My pet peeve is the use of "decadent" as if it were a synonym for "luxurious." Its literal meaning is "fallen away," as in "fallen away from the best," which is what the Decadent Movement claimed to be. Of course the Decadents' response to this fallen state was to live lives of excess and self-indulgence, which gives the word its current implications.

But, by original definition, "decadent" chocolates are chocolates that aren't as good as they used to be. I wonder if Godiva knows that (and don't get me started on "Godiva" being used in that context).

I'm kinda with 3401132 in that I can see what they were going for, namely something like "a disregard for personal safety fueled by the belief that nothing matters", but that's a little like saying "she read the dictionary entry for the word 'all' and became omniscient" because omniscient is all-knowing. The canonical meaning of the word gets in the way of the constructed meaning of the word.

What game was this in?

Comment posted by Eldorado deleted Sep 19th, 2015

Ooooh, what game?


3401364
Wouldn't that just be an example of how language changes over time?

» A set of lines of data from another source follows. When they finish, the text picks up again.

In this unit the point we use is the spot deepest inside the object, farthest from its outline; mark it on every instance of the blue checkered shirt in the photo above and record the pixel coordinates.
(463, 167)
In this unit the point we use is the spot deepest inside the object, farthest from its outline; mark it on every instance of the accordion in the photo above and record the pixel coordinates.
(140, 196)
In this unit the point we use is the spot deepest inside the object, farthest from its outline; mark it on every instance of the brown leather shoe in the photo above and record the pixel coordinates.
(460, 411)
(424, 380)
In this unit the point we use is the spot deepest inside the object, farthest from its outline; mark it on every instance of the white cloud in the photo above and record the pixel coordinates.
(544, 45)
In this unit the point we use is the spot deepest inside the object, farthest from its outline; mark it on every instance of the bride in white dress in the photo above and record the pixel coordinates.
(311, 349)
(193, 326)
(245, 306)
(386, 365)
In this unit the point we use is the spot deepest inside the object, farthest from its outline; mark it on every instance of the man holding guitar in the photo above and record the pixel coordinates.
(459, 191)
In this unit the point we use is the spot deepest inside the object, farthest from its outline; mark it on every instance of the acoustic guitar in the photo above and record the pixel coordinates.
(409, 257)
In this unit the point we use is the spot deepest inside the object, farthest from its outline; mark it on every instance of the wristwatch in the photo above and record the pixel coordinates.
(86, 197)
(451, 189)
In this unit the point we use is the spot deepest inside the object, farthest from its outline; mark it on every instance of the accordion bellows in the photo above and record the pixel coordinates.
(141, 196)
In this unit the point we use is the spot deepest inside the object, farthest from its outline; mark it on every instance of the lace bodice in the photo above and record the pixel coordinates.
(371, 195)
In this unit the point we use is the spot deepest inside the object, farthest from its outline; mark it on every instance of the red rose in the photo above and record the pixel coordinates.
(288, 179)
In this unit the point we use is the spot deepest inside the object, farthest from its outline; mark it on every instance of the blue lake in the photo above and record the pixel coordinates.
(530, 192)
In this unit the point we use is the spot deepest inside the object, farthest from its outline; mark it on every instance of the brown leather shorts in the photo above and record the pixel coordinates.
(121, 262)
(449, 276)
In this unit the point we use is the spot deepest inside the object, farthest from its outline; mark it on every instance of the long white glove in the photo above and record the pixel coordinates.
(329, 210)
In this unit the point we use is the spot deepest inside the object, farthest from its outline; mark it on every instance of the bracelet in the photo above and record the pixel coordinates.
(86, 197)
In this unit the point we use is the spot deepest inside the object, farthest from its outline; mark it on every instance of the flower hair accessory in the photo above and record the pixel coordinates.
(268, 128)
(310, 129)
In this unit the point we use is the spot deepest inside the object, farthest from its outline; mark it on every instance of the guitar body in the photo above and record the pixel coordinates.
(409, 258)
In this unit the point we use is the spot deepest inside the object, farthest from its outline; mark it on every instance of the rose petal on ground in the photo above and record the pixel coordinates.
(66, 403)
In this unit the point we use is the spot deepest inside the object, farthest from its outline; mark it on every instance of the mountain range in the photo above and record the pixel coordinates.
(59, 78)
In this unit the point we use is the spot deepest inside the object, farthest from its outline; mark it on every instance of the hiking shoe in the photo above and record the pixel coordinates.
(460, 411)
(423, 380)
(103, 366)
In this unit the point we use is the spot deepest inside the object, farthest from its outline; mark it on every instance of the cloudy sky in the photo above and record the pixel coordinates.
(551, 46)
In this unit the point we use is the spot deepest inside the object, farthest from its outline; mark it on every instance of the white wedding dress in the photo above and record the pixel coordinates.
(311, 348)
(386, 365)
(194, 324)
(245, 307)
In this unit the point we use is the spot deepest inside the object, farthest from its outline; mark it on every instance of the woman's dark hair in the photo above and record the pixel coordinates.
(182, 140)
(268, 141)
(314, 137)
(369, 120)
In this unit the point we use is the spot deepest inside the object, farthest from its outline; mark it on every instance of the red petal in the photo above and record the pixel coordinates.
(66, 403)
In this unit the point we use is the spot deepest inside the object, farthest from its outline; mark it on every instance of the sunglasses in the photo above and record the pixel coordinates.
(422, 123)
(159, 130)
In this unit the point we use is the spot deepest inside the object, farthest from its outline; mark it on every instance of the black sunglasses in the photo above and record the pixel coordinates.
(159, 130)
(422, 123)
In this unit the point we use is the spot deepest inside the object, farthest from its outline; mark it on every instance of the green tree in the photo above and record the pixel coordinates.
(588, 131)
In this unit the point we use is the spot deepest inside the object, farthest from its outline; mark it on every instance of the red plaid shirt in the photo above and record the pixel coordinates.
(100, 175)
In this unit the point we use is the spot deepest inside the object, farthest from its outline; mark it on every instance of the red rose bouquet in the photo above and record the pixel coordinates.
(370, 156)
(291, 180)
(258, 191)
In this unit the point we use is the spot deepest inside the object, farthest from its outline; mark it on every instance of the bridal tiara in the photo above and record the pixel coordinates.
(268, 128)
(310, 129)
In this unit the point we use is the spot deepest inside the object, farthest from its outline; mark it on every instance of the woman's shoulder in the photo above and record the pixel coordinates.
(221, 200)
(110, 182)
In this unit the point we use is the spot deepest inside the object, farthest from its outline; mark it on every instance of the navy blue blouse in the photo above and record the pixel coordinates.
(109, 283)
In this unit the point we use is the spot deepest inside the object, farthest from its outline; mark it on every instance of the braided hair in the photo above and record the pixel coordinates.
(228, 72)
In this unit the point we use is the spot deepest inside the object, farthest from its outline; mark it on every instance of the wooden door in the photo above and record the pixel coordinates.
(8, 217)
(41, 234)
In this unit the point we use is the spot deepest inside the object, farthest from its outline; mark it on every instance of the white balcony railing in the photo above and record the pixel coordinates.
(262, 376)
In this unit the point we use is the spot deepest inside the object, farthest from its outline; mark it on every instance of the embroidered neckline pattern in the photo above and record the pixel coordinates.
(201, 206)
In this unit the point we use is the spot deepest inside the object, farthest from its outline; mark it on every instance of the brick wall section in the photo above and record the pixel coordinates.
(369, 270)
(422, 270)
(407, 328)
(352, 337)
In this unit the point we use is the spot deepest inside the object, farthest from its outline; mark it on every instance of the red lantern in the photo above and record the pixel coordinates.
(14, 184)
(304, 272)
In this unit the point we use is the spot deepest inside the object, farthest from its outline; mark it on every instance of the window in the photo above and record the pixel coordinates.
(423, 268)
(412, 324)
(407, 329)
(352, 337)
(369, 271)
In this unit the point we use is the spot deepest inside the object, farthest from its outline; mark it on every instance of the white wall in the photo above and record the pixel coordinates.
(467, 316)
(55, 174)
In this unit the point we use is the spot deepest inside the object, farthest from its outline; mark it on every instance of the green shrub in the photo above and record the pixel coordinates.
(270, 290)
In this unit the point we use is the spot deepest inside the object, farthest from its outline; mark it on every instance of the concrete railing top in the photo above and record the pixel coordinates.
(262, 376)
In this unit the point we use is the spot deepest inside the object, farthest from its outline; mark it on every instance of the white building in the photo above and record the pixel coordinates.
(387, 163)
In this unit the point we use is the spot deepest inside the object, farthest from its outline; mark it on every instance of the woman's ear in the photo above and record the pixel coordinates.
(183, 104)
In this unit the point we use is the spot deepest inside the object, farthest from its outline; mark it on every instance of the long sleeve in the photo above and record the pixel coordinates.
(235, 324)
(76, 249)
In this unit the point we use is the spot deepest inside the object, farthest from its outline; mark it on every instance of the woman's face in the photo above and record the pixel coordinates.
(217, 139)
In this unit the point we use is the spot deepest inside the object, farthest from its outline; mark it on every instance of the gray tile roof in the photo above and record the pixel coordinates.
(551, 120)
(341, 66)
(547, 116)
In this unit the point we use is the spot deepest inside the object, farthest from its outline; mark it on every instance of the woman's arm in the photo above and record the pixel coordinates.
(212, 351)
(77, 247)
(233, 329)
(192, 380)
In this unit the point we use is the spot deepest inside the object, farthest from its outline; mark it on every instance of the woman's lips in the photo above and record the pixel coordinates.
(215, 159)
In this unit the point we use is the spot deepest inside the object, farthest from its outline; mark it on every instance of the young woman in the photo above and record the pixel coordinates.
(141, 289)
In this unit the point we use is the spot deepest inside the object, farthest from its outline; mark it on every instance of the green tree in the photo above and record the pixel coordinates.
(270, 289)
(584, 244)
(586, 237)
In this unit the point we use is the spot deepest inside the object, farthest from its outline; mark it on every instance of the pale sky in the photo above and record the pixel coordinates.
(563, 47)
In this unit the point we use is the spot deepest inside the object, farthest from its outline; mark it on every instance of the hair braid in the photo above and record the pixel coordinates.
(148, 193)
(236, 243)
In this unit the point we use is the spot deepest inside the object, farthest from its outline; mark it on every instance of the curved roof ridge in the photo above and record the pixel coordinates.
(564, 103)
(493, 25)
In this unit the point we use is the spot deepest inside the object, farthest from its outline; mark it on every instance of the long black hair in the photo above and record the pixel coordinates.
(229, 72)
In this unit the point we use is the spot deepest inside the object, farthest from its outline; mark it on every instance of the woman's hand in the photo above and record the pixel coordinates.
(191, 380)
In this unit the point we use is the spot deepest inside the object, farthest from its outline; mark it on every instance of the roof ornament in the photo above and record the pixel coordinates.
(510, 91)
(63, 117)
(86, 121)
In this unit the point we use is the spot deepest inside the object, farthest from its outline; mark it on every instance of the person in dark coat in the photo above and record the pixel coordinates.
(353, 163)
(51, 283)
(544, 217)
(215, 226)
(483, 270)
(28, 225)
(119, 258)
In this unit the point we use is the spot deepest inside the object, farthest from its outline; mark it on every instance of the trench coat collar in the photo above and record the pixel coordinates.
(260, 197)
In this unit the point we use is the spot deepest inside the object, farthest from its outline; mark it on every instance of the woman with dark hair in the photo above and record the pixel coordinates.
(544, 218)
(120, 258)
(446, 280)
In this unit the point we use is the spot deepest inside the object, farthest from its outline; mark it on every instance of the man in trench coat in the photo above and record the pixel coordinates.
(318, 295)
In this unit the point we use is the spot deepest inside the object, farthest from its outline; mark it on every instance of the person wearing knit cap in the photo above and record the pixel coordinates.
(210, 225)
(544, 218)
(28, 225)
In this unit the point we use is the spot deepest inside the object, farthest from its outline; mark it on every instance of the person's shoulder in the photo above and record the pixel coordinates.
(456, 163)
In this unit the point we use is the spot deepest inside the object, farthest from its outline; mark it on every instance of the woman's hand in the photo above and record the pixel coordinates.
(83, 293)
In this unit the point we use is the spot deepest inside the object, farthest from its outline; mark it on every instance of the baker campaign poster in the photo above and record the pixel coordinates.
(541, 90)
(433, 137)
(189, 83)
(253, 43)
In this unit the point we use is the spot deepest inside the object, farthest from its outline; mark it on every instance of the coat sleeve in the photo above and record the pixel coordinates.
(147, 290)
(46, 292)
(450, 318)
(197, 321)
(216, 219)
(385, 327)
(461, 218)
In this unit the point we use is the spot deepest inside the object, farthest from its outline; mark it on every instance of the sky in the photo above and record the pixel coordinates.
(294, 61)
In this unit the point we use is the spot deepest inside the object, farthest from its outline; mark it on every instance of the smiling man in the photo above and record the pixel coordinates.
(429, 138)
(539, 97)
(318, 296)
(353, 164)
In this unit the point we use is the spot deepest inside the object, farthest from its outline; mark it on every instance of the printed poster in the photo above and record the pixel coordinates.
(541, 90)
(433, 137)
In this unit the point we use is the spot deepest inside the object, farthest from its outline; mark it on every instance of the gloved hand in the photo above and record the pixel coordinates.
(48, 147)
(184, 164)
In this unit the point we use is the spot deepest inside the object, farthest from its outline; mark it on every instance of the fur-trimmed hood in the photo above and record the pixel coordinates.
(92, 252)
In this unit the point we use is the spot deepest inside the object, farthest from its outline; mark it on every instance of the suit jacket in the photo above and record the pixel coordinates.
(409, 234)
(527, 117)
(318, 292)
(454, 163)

3401364 I can see how that would confuse things, though I'm with blue in that you could see it as an example of language changing over time.

3401412
3401474
3401696
The game is called Contradiction. I was watching Jesse and Dodger play it.
3401613
Exactly!

3401824
3401696

You know people forget that in addition to being a Christian Apologist and children's author, C.S. Lewis was a college professor. Of English. At Oxford. So he kinda had his chops.

And one of his particular studies was how certain English words changed their meanings in the 1600's and 1700's. One such word was wit, which started out meaning "poetic inspiration" but came to mean "a facility with cutting remarks." And that change took place within one man's lifetime, that man being Doctor Johnson who railed against and lamented, but ultimately resigned himself to it.

3402080
Ooooh. :derpyderp1:

That's, uh...quite a fast change. :derpyderp2:

Well, if "danger" is a feeling meant to cause people to run away from things that can kill them, and if someone believes that human life isn't inherently valuable or meaningful, then they can indeed have a nihilistic love of danger.

The usage of "nihilistic" implies it's being used as a synonym of "hedonist", in the sense that she rejects traditional values as artificial and does what she wants. It's not technically wrong, but it's not very clear, either.

I had to think on this for a while but:

Any and all uses of "ghetto blaster"

That sounds like a shoulder-mounted ray gun weilded exclusively by members of an urban renewal committee.